Carmel Mayoral Election: Debating the Numbers


Current in Carmel looks at some of the statistics that are commonly used by the campaigns of both Mayor Jim Brainard and his challenger Rick Sharp, president of the City Council.


Brainard’s Claim: Using one house as a model, property taxes have decreased by 38 percent since 1998.

Brainard talks about property taxes decreasing in Carmel and using a home that his administration has been tracking for years as an example. For that home, property taxes have gone from $2,814 to $1,739 since 1998. He said he isn’t cherry picking an unusual home and it should be a clear example of “solid fiscal management” leading to lower taxes.

“It should be pretty accurate,” Brainard said. “This particular house hasn’t had any additions where it would mess up the assessment. It actually appreciated in value since 1998. It’s worth more and the taxes are lower. And that’s not just the rate, it’s the actual taxes.”

Sharp said he questions looking at one house and he then proceeded to show data that showed taxes have gone up in many cases.

“Rather than look at one parcel, you have to look at a variety of parcels at different home values,” he said.

Sharp said Brainard can’t take credit for lower property taxes because he thinks state polices have shaped that more than Brainard’s doing. Sharp points out when Brainard tried to use a chart showing this house in a mayoral debate.

“Did you notice when I asked the question about state tax policy that he immediately got up and grabbed his visual aid and started scrutinizing it and put it away?” he said.

Brainard said Sharp’s argument doesn’t work.

“He’s trying to talk about state tax caps, but we’ve always been under the cap,” he said.


Sharp’s Claim: The Carmel Redevelopment Commission faces a projected shortfall of more than $40 million needed to pay off debt.

Sharp asserts that the CRC, an entity of the city, won’t be able to find enough revenue to pay off its debts unless a different strategy is taken.
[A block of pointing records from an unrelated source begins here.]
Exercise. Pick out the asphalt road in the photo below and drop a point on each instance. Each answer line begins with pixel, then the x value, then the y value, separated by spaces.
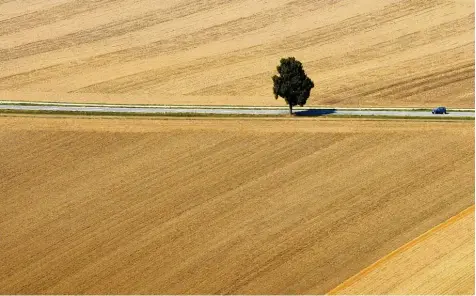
pixel 226 110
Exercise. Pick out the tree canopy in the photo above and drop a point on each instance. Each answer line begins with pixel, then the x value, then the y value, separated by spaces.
pixel 292 84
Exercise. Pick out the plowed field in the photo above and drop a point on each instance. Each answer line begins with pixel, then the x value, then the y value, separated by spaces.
pixel 359 53
pixel 215 206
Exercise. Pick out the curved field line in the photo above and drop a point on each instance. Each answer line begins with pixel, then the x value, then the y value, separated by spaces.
pixel 347 283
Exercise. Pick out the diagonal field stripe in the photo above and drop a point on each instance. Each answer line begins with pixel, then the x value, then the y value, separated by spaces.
pixel 350 281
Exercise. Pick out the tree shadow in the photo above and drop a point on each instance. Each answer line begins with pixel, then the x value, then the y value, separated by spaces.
pixel 315 112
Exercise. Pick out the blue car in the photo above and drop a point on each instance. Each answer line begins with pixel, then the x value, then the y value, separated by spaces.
pixel 439 110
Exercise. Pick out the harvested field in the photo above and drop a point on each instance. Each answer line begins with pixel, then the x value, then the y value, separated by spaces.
pixel 216 206
pixel 440 262
pixel 359 53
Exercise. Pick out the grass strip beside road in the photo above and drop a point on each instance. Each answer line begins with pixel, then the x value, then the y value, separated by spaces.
pixel 191 114
pixel 33 103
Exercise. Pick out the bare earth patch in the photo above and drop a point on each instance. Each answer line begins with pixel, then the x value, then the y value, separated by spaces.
pixel 359 53
pixel 214 206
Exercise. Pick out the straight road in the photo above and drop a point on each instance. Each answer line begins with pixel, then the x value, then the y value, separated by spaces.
pixel 101 109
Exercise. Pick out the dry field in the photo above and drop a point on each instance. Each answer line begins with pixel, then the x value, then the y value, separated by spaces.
pixel 216 206
pixel 359 52
pixel 441 262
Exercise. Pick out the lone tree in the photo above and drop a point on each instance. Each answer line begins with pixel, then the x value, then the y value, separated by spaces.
pixel 292 84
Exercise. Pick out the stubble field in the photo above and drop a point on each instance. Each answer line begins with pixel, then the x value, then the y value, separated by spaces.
pixel 215 206
pixel 212 52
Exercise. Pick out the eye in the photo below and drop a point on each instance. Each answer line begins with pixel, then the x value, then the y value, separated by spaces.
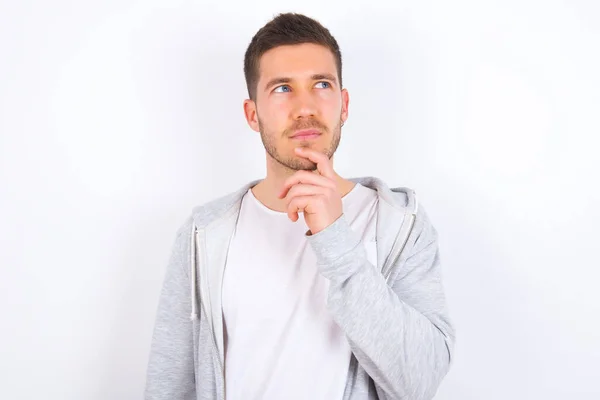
pixel 327 84
pixel 277 89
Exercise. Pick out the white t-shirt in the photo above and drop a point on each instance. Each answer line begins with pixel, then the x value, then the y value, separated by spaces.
pixel 281 342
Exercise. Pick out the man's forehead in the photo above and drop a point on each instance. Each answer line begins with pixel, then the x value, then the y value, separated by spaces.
pixel 296 62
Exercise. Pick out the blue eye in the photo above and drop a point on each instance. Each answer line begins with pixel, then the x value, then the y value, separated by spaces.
pixel 281 87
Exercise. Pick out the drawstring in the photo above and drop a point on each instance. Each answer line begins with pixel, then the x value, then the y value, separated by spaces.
pixel 193 246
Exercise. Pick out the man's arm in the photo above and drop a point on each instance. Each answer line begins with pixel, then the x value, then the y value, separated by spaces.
pixel 170 373
pixel 399 332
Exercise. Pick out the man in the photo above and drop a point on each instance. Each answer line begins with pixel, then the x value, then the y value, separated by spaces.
pixel 302 285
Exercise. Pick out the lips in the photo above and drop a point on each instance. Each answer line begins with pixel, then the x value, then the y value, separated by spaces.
pixel 306 134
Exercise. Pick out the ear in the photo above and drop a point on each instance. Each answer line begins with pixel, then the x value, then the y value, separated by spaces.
pixel 251 115
pixel 345 103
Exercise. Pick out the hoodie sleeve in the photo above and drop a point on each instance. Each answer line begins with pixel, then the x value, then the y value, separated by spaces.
pixel 170 372
pixel 399 331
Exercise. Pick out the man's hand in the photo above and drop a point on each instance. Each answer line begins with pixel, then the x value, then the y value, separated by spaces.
pixel 314 194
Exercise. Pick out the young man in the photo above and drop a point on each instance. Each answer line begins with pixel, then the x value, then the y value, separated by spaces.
pixel 302 285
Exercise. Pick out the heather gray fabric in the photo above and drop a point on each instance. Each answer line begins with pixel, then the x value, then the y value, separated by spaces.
pixel 394 314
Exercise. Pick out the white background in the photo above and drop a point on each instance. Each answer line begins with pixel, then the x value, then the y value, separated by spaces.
pixel 117 117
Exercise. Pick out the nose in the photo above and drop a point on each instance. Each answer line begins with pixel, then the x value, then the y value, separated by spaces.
pixel 304 105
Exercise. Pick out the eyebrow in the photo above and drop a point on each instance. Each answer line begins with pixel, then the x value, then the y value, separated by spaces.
pixel 315 77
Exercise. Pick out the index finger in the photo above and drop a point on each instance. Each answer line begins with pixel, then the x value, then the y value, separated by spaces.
pixel 323 163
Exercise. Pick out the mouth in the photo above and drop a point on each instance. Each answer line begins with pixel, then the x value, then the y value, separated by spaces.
pixel 306 134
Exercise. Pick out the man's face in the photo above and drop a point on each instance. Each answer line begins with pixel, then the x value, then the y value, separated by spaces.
pixel 298 92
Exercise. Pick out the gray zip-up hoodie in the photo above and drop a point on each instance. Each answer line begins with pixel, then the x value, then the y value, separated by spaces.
pixel 394 313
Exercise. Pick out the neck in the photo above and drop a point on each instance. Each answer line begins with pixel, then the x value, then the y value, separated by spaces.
pixel 266 191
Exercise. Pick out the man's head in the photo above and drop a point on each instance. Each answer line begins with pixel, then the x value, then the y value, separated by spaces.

He points to the May 29 Umbaugh report that shows a shortfall in tax increment finance revenue, which could have disastrous effects.

“If they are unable to meet their debt service obligations, then the Special Benefits Tax will be levied,” he said. “That’s all there is to it.”

He said the CRC has only been able to make debt payments so far by selling property, which he points out is a one-time revenue source. In addition, he said the CRC is anticipating revenue in their report from sources that aren’t dependable. In some cases, revenue is projected from projects that haven’t begun.

“The CRC’s has built hundreds of millions of debt built on projections with no margins of error with no economic slowdowns,” he said. “Right off the bat, we know there’s a problem because there will be economic slowdowns. There are buildings that aren’t there. They haven’t even broken ground yet. That’s a huge miss.”

Brainard said Sharp is missing the point because the May 29 report is meant to be super conservative which means there should be far more revenue that the report projects. Also, he points that there are projects – such as the $130 million Midtown plan – which wasn’t built into projects that will be a huge revenue source. Brainard said you can’t just look at TIF because there are so many different revenue soruces.

“He’s not counting the balance that’s going to be left in the Parkwood TIF,” he said. “Not only is it way down the road, it’s just not true.”